Se deslizó entre mi cuerpo y el piano y dio varios pasos torpes y veloces hacia la puerta. Su camiseta descendió por un lado pero se mantuvo tercamente en la cintura por el otro, dejando al descubierto la nalga, que tembló con sus prisas. La llamé:
—¿Adónde vas?
Se detuvo, pero hizo el mismo ruido que si caminara, descalza y silenciosa sobre la moqueta.
—Ven —dije.
Se dio la vuelta y noté su angustia, sus ojos desmesurados, la expresión de pavor, el cansancio de sus jadeos de adulto. Se había bajado la camiseta por completo, se arreglaba. Las huellas de su cuerpo aparecían y desaparecían bajo la prenda como burbujas. Se acercó por fin, recelosa, despejándose la cara de rizos.
—Siéntate: no voy a hacerte nada —le indiqué.
No lo hizo: permaneció de pie frente a mí con cierta frigidez de manos cruzadas sobre el centro de su cuerpo, los muslos juntos.
—¿Vas a decírselo a tus padres? —dije percibiendo con inmensa felicidad que no me importaba que lo hiciese.
Respondió que no con la cabeza, pero muy rápido, de tal manera que no supe si su respuesta era puro miedo o sincera convicción. Tampoco me interesó saberlo: caminé hasta situarme entre ella y la única luz del salón, y mi sombra de hombre la ocultó por completo.
—Soy un pervertido —le dije sin esfuerzo—. Un pervertido absoluto.
No respondió: el blanco de sus ojos traspasaba mi propia sombra como pequeñas luces.
—Pero juro que no voy a hacerte daño —y entonces sí me esforcé en hablar, porque era mi propio sentimiento lo que narraba—: Estás tan hermosa así... Tan hermosa... Pero no voy a tocarte, sólo deseo verte. N o te tocaré nunca: te descubriré como ahora. O tú lo harás, de igual manera que haces con los zapatos o las gafas. Pero la decisión es tuya.
Decírselo todo me excitó más que su propia desnudez.

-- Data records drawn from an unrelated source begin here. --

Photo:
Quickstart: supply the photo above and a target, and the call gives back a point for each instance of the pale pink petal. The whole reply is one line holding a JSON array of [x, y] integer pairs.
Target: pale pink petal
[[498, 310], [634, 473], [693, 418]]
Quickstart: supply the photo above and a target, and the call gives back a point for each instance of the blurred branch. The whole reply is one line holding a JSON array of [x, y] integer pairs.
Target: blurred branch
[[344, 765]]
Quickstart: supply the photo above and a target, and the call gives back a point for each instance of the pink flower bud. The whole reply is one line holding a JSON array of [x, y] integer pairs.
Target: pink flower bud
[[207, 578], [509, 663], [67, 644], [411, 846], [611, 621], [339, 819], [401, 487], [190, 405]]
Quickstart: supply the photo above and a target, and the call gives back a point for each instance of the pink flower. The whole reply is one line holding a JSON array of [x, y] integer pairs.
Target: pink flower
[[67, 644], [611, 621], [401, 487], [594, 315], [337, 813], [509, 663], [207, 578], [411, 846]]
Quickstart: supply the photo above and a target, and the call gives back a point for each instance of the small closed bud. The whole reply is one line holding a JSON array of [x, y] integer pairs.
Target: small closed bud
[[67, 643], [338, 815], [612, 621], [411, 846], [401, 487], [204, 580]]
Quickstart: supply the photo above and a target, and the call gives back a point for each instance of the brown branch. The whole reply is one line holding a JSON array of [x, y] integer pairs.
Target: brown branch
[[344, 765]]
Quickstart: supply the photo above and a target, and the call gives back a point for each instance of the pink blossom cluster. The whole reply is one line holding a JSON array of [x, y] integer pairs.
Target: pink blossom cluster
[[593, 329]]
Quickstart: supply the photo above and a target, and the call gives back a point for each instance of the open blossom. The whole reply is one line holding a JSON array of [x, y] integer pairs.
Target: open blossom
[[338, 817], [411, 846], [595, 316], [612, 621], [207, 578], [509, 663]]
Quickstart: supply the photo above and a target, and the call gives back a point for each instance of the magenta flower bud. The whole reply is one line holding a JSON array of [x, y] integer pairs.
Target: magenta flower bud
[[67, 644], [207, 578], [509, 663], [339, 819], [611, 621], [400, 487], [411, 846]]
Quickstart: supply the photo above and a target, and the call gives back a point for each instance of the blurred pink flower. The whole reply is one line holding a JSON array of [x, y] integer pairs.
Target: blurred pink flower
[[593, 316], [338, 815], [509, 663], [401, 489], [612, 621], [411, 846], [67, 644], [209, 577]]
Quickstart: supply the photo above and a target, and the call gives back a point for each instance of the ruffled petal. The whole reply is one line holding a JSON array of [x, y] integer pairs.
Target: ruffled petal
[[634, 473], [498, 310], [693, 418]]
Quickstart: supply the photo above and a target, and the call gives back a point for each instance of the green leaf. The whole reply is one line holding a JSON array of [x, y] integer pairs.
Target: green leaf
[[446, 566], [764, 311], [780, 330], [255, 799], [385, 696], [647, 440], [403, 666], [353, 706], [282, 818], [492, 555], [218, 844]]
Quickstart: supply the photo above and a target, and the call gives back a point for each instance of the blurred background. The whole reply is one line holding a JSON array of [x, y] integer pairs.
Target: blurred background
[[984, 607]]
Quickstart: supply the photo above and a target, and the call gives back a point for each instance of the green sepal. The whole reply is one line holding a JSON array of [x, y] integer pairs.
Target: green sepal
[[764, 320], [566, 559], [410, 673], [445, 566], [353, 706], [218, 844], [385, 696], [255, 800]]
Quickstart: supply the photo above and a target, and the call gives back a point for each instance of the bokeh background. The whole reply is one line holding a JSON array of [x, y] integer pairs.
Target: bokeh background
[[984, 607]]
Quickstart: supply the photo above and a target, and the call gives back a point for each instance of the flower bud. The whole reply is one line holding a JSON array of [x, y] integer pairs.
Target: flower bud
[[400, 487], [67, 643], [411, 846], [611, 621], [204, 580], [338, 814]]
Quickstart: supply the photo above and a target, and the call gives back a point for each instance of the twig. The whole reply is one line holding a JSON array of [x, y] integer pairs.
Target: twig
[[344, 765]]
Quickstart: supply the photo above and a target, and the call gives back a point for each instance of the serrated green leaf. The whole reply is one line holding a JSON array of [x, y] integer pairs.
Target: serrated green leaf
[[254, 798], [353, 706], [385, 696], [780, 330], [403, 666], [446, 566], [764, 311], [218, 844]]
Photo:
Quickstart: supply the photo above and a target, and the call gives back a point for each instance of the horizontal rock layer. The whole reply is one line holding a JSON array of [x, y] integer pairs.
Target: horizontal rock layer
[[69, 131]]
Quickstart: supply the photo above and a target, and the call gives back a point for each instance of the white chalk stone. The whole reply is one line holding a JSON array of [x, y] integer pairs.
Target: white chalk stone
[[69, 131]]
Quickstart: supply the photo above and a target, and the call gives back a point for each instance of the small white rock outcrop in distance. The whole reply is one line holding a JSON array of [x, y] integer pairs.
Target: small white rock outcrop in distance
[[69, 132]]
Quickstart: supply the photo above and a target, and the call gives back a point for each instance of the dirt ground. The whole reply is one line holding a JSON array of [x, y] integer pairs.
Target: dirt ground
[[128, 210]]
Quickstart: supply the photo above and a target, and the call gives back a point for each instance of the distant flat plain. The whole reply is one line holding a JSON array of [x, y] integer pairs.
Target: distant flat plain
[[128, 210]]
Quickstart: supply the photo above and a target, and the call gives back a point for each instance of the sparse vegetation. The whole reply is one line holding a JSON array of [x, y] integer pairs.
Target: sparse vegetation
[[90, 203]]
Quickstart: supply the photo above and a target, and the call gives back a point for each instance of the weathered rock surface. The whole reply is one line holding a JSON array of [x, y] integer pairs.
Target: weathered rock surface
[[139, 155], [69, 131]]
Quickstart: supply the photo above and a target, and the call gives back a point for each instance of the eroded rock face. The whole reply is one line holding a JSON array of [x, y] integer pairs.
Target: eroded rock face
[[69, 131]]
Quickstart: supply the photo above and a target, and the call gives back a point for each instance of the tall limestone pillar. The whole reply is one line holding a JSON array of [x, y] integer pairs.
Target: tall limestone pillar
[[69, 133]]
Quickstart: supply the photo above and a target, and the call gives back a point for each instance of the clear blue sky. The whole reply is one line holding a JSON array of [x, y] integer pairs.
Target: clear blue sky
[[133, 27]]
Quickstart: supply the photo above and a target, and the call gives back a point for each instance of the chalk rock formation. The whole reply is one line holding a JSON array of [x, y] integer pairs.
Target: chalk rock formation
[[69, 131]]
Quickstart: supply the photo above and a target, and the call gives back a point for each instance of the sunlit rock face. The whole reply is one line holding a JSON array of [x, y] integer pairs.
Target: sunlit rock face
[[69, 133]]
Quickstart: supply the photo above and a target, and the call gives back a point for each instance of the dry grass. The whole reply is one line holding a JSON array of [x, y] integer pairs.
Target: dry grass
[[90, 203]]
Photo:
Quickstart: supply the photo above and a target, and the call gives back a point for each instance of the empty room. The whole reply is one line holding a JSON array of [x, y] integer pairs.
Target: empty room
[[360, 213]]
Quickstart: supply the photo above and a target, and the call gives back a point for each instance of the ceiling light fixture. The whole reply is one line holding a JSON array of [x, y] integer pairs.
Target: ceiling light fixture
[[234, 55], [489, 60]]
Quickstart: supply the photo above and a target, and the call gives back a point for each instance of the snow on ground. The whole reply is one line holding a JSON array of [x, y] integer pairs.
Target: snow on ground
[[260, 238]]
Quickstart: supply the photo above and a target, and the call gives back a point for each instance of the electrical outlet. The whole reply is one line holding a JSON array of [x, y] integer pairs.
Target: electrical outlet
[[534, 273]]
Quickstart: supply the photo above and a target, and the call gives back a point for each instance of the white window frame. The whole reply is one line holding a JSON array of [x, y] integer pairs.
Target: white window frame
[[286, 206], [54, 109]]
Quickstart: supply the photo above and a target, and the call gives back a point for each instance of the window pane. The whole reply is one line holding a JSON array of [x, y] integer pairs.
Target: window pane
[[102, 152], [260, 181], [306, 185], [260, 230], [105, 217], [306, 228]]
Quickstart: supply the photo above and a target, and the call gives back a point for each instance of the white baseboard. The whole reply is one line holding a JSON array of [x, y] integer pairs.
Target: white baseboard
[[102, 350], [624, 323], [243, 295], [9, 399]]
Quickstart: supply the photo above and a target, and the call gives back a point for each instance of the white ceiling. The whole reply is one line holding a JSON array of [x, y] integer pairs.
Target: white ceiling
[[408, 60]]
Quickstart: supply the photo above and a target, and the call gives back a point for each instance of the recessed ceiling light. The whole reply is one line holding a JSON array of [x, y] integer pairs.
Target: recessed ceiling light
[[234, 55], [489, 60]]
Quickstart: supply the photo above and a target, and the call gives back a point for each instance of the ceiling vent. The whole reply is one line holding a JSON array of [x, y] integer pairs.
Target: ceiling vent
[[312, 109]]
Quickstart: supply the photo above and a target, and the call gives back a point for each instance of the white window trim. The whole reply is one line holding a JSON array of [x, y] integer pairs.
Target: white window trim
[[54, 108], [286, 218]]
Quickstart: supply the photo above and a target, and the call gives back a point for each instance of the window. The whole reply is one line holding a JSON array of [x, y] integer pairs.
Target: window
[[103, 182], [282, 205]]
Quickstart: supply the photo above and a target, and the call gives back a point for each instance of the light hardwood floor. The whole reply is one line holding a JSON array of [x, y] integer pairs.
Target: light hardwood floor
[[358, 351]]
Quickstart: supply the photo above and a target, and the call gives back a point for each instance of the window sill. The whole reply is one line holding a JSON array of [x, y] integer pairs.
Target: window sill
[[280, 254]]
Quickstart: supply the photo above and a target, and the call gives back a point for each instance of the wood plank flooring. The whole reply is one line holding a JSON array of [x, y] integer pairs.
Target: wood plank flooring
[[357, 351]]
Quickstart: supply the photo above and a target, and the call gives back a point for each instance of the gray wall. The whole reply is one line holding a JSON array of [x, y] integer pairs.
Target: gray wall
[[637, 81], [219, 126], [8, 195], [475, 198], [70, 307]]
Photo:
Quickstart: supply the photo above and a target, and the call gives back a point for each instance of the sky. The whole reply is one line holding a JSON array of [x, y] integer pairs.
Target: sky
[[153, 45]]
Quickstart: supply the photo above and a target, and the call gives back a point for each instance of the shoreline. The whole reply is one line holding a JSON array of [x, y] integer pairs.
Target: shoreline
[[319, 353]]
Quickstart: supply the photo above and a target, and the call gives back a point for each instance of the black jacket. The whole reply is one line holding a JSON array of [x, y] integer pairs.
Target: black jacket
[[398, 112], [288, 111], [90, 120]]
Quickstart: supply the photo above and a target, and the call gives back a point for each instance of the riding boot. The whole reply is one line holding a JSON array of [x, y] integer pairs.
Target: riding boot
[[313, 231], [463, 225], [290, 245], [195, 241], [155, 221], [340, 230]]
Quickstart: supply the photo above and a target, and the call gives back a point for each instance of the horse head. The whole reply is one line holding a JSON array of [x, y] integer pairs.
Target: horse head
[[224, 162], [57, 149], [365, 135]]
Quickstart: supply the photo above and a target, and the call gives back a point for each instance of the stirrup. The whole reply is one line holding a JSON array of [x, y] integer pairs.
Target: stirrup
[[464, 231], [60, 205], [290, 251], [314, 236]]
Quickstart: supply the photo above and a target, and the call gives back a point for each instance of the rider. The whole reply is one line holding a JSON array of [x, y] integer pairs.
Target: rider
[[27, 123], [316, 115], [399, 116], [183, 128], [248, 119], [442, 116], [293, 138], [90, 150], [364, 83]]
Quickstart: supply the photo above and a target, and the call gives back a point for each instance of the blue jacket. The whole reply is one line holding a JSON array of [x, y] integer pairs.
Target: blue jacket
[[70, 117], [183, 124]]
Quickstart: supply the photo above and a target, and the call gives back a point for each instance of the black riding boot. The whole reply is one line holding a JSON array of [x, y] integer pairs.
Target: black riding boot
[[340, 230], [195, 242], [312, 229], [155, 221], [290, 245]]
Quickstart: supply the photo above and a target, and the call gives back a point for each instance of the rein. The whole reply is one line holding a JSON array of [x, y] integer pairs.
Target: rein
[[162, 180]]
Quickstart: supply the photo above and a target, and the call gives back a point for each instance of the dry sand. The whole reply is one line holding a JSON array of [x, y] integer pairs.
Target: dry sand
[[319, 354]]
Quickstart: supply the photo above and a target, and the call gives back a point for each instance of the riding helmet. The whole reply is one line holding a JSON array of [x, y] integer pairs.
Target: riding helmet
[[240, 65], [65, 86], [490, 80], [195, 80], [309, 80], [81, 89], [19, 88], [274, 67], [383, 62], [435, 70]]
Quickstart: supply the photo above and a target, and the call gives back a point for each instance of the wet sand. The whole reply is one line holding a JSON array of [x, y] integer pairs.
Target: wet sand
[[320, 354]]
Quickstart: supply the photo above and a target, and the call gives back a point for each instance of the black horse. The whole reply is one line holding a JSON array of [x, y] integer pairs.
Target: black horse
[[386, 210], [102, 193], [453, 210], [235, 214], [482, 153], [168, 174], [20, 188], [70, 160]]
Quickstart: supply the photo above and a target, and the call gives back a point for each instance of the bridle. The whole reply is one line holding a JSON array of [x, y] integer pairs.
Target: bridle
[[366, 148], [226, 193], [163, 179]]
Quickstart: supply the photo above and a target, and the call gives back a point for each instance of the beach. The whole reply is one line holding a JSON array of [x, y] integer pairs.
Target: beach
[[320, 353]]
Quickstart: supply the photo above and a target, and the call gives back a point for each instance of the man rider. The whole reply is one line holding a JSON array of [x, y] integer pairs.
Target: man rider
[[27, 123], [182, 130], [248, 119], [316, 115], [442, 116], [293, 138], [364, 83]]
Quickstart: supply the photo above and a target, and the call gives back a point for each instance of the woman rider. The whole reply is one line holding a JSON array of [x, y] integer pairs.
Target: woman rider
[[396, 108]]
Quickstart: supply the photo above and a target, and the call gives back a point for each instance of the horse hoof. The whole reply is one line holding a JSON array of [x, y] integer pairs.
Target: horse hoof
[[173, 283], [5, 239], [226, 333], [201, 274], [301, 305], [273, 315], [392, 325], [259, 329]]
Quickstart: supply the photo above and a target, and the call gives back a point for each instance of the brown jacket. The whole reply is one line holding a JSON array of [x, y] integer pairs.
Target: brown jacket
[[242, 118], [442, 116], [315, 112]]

Me acerqué a ella soslayando el piano y la oscuridad de mi figura creció a su alrededor, como una noche íntima.
—Por favor —gemí—, déjame verte.
Esa expresión suya entonces: la blancura instantánea de su rostro, como con las emociones disueltas, la mirada sin párpados fija en la mía, la boca a punto de una palabra pero tan semejante a la del beso. Sentí al verla, diciéndole todo lo que le dije, el anuncio de un sorprendente orgasmo que quise demorar. Mi miembro, erguido, rozaba las vestiduras. Pensé con insatisfacción que todo acabaría en ese instante: ella se volvería entonces una excusa más, un medio más, un objeto sin vida desprovisto de otras sensaciones. Cerré los ojos, controlándome. Ella malinterpretó mi temblor y retrocedió hasta tropezar con una silla.